When I studied at the Conservative Yeshiva in Jerusalem, our Rosh Yeshiva, Dr. Rabbi Ritchie Lewis would say in response to questions formulated “…doesn’t Judaism say…” something like: Be Careful. Judaism is thousands of people over thousands of years speaking on thousands of issues.

To which I add, we are a civilization, of many Judaisms and many Jewish cultures. To be a light to other nations and beyond, we need to accept ourselves.

It’s likely there will be seders in space within the decade and seders on Mars not long after. If it’s not earthly gravity, is it still kosher? If the participants are mostly gentile, from earth or beyond, is it still Jewish? Are people disconnected from the Matzah if its printed from a machine? When heading to Mars, without the intention of returning to Earth, what do the words “next year in Jerusalem” even mean?

Astronauts will be limited in what they can carry but they bring forth humanity. The space age ethos for discovery is absolutely Jewish but is incongruent with fallacies of homogeneity. The universe is vast, and our stories barely imagine what we don’t know.
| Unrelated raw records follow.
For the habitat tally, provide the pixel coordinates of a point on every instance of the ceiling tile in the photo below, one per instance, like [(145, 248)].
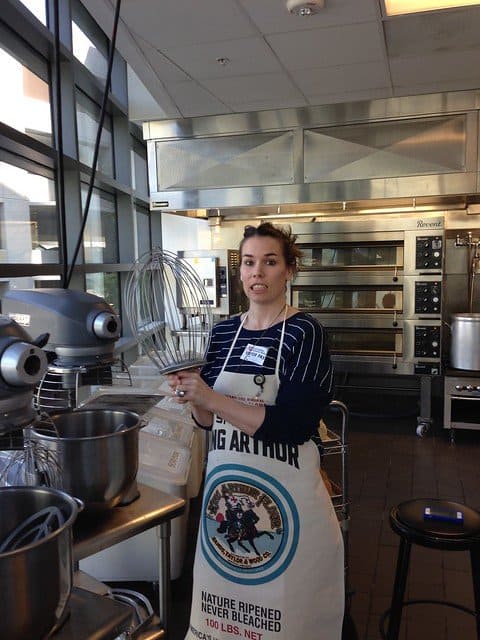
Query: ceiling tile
[(354, 77), (329, 47), (245, 56), (177, 22), (194, 100), (349, 96), (454, 67), (166, 70), (273, 103), (433, 32), (272, 16), (268, 86)]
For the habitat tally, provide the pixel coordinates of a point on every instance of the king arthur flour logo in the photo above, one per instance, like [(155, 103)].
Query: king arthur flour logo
[(250, 525), (437, 223)]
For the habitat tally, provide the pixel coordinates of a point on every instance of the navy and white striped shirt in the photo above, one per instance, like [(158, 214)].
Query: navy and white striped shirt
[(306, 373)]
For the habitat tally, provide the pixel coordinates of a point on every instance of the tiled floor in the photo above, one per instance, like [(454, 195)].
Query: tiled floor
[(389, 463)]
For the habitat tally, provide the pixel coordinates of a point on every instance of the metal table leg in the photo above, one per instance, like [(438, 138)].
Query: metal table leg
[(164, 602)]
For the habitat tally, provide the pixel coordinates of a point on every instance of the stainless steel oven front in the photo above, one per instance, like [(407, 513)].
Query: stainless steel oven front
[(376, 285), (461, 401)]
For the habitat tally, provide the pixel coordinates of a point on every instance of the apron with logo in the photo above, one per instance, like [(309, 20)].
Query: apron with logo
[(269, 559)]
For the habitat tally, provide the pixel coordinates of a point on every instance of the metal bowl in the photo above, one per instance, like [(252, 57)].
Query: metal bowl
[(36, 577), (97, 452)]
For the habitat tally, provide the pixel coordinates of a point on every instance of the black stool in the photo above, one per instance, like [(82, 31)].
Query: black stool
[(408, 520)]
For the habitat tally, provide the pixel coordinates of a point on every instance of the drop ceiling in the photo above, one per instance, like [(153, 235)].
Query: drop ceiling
[(209, 57)]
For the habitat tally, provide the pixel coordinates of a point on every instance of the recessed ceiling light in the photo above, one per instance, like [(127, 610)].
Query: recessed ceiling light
[(305, 7), (399, 7)]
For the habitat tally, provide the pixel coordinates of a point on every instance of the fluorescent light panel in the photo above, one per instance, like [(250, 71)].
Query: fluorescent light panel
[(399, 7)]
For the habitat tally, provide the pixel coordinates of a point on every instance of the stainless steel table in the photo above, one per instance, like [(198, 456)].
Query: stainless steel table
[(94, 532)]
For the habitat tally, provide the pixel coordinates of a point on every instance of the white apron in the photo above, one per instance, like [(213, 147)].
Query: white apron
[(269, 559)]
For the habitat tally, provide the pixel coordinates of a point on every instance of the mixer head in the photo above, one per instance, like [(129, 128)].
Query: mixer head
[(83, 327), (22, 365), (169, 311)]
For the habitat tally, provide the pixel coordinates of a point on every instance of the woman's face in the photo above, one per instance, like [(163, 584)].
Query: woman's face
[(263, 270)]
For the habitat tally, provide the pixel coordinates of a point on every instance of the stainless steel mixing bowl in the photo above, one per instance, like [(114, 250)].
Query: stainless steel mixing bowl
[(97, 452)]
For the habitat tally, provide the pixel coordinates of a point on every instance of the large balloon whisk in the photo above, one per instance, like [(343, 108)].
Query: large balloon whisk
[(169, 311)]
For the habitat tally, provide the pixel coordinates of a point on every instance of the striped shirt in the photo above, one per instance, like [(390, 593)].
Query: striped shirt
[(306, 373)]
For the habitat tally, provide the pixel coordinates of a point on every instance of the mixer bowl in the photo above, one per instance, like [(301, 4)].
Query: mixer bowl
[(97, 452), (35, 578)]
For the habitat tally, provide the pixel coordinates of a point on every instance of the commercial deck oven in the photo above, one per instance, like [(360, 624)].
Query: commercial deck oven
[(376, 285)]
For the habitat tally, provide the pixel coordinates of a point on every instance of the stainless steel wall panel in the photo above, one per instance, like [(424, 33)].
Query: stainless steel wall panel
[(227, 161), (378, 149), (403, 187)]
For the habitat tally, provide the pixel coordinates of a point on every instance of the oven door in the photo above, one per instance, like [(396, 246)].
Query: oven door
[(461, 403), (364, 343)]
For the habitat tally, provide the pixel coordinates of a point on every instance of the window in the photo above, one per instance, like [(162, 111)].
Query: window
[(142, 229), (28, 217), (106, 286), (100, 236), (88, 53), (38, 8), (88, 117), (25, 103), (139, 169)]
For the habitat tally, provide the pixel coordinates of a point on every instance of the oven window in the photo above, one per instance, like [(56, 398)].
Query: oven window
[(366, 299), (366, 342), (338, 256), (466, 410)]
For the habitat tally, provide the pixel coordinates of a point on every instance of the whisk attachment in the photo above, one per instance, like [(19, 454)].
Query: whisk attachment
[(169, 311), (31, 465)]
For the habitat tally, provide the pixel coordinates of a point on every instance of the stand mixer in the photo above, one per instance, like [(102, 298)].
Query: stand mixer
[(22, 365), (83, 331)]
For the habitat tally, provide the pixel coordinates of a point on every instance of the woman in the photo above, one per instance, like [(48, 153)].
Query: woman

Being in awe, including others, and asking better questions are Jewish values and necessary skills for the space age. They’re embodied by Albert Einstein and they are the process of the Passover seder. If our civilization is to persist in the space age, Jews must welcome other Judaisms and Jewish cultures in their story of our people.

Jewish civilization is unprepared for the space age so long as we project our past into uncharted possibility. Just like the Jews leaving Egypt, we, the Jews at the dawn of the space age, go forward boldly. We will once again be limited in what we can bring yet unlimited in who we will become.